Der Bundesgerichtshof hat nun mehrere Möglichkeiten. Es kann das Urteil abändern, aufheben oder an eine andere Kammer des Landgerichts zurückverweisen. "Der Bundesgerichtshof steigt in die Sache ein. Das ist sehr positiv zu sehen", findet Axel Graemer, Verteidiger des Gurus aus Erlangen. "Eine Revision gibt es oft, aber in 95 Prozent der Fälle wird sie fallen gelassen. Das hier ist also schon etwas Besonderes", erklärt er.
Graemer rechnet nun mit einer milderen Strafe für seinen Mandanten. Bei der Revisionshauptverhandlung wird der Anwalt persönlich anwesend sein, um sich mit dem Senat auszutauschen und seine Argumente aufzuführen. Eine höhere Strafe hat der Guru nicht zu befürchten. "Das wäre nur dann der Fall gewesen, wenn die Staatsanwaltschaft in Revision gegangen wäre", sagt Graemer. Neue Zeugen werden in Karlsruhe allerdings nicht geladen. Es geht lediglich um die Rechtsfrage: Beruht das Urteil auf Rechtsfehlern und wurde das Strafgesetz- und das Strafprozessbuch richtig angewendet?
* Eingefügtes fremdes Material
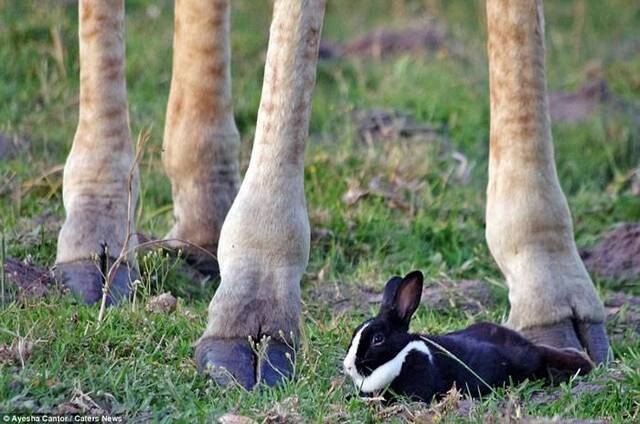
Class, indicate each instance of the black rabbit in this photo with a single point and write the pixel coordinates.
(384, 354)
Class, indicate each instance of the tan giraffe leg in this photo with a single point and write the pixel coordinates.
(529, 228)
(201, 140)
(95, 189)
(264, 242)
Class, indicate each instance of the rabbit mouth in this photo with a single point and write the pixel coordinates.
(365, 368)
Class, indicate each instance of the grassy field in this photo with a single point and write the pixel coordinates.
(378, 207)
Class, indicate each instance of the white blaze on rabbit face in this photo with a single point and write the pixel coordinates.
(349, 362)
(383, 375)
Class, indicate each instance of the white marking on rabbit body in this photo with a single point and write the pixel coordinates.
(387, 372)
(349, 362)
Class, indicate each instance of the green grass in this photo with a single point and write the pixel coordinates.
(141, 365)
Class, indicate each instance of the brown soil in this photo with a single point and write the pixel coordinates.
(617, 255)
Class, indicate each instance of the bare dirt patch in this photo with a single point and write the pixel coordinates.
(577, 106)
(617, 255)
(384, 42)
(623, 314)
(164, 303)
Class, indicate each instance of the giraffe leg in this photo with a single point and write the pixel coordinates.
(96, 192)
(529, 229)
(201, 141)
(264, 242)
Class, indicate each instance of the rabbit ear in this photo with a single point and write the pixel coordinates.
(408, 295)
(402, 297)
(390, 290)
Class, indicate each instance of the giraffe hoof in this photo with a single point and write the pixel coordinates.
(85, 280)
(227, 361)
(579, 335)
(277, 363)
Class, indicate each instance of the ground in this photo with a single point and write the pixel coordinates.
(395, 180)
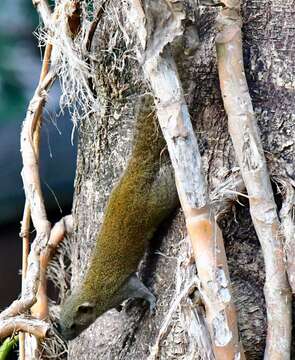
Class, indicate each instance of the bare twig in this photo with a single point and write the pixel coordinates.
(25, 229)
(287, 216)
(249, 152)
(44, 11)
(59, 231)
(33, 326)
(206, 238)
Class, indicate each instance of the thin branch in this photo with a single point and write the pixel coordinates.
(33, 326)
(25, 228)
(44, 11)
(249, 152)
(287, 216)
(59, 232)
(206, 238)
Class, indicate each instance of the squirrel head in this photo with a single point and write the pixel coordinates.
(76, 315)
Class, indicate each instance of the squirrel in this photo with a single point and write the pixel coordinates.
(144, 196)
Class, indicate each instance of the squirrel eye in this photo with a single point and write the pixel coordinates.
(84, 309)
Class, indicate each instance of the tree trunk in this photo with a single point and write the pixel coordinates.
(104, 148)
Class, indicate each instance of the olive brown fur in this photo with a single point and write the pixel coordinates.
(144, 196)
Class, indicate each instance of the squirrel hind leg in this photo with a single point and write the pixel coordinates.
(134, 288)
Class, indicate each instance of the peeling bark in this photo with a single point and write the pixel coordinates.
(248, 148)
(104, 147)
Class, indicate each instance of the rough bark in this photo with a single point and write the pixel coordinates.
(104, 147)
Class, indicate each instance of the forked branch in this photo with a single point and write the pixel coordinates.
(249, 152)
(206, 238)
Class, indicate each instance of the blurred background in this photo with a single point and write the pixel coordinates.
(20, 64)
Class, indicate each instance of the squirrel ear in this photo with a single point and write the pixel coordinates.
(85, 308)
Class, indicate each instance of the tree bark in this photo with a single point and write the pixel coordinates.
(104, 148)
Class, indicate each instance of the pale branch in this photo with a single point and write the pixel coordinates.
(249, 152)
(206, 238)
(44, 11)
(59, 232)
(287, 216)
(25, 224)
(15, 324)
(30, 174)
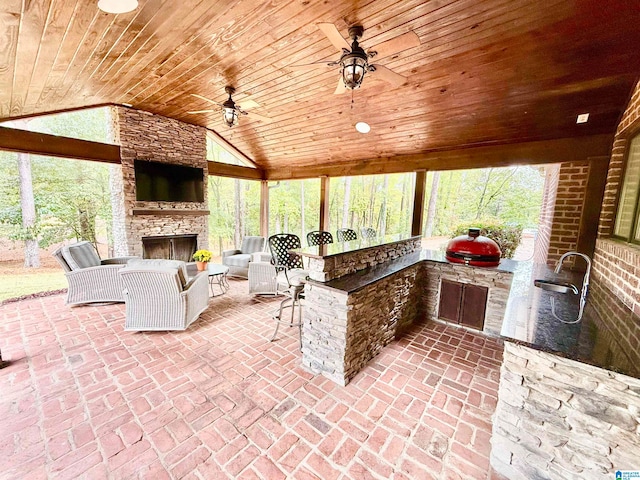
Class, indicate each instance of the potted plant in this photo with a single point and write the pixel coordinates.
(202, 257)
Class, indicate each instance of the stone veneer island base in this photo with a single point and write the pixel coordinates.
(558, 418)
(372, 295)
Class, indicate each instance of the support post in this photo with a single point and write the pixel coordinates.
(324, 203)
(3, 363)
(418, 202)
(264, 208)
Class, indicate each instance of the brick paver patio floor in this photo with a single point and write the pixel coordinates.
(85, 399)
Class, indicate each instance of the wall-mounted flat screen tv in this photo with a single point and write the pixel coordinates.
(164, 182)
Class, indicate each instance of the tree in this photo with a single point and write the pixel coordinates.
(27, 204)
(345, 206)
(431, 209)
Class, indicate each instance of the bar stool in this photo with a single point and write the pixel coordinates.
(290, 276)
(346, 235)
(368, 232)
(319, 237)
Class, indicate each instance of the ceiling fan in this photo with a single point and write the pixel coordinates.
(354, 61)
(230, 110)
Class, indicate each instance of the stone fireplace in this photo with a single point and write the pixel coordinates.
(167, 228)
(172, 247)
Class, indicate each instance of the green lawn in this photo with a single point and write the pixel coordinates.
(12, 286)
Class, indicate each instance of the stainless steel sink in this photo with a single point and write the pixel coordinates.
(558, 287)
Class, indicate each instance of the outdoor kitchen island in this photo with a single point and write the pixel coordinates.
(569, 397)
(362, 294)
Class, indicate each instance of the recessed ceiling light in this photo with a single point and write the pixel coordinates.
(363, 127)
(117, 6)
(583, 118)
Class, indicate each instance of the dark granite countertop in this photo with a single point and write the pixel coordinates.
(607, 336)
(356, 281)
(339, 248)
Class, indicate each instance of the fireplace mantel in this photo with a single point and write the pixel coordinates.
(173, 212)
Der Guru und seine Lebensgefährtin sehen die Verhandlung in Karlsruhe als Chance, schildern zu können, wie es wirklich war: "Eltern müssen ihre Kinder doch so erziehen können, wie sie es für richtig halten. Kinder muss man mit einbeziehen und das haben wir getan", ist der Guru überzeugt. "Sie haben für sich selbst entscheiden können, wir waren aber immer da als Familie."
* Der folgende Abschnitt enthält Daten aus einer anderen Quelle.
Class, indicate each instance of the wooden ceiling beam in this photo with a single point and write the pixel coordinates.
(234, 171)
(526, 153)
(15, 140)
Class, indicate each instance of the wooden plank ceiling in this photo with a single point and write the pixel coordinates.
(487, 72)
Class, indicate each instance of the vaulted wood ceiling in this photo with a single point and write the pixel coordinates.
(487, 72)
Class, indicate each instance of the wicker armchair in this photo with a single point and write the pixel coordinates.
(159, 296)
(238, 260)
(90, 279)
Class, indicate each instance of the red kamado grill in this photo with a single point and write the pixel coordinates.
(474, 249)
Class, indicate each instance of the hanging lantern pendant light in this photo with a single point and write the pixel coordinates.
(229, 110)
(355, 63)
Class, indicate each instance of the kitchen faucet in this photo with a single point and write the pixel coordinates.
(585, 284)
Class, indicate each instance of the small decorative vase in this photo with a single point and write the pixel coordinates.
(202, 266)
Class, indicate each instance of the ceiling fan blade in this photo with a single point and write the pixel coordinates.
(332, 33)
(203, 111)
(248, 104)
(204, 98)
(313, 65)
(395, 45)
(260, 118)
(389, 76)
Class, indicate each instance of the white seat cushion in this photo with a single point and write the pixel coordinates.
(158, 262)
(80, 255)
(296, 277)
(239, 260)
Der gebürtige Forchheimer und seine Partnerin rechnen beide damit, dass das Urteil des Landgerichts komplett aufgehoben wird. "In Nürnberg wurde alles abgelehnt", ärgert sich der Guru. So wurde ihm zufolge nicht nur die Hauptzeugin, die damals in dessen Haus wohnte, nicht zugelassen. Auch einen "ganzheitlichen Gutachter", den sie sich gewünscht hatten, weil er "Körper, Geist und Seele" in seine Untersuchung einbezieht, hätten sie nicht bekommen.
Kleebauernhaus ist leer Gegen den Vorwurf, eine Sekte zu sein, wehren sich der Guru und seine Partnerin nach wie vor: "Wir waren nie eine Sekte und sind es auch heute noch nicht." Das befreundete Ehepaar der beiden Sonnenanbeter ist inzwischen aus dem Kleebauernhaus in Lonnerstadt ausgezogen. Die Familie ist Anhänger des Gurus. Das Amtsgericht Erlangen entzog ihnen 2013 das Sorgerecht für ihre drei Kinder. Seitdem lebten der ehemalige Siemens-Ingenieur und dessen Frau alleine im Kleebauernhaus. Die Ehefrau arbeitet nun wieder als Gymnasiallehrerin im Raum Ansbach. Da sie deshalb nun nicht mehr als bedürftig gelten, hatte die Gemeinde ihnen eine Frist gesetzt, aus dem Haus, das als Obdachlosenheim diente, auszuziehen. Das Ehepaar stellte zunächst einen Antrag, doch darin bleiben zu können, wohnt nun aber in der Nähe des Arbeitsplatzes der Frau.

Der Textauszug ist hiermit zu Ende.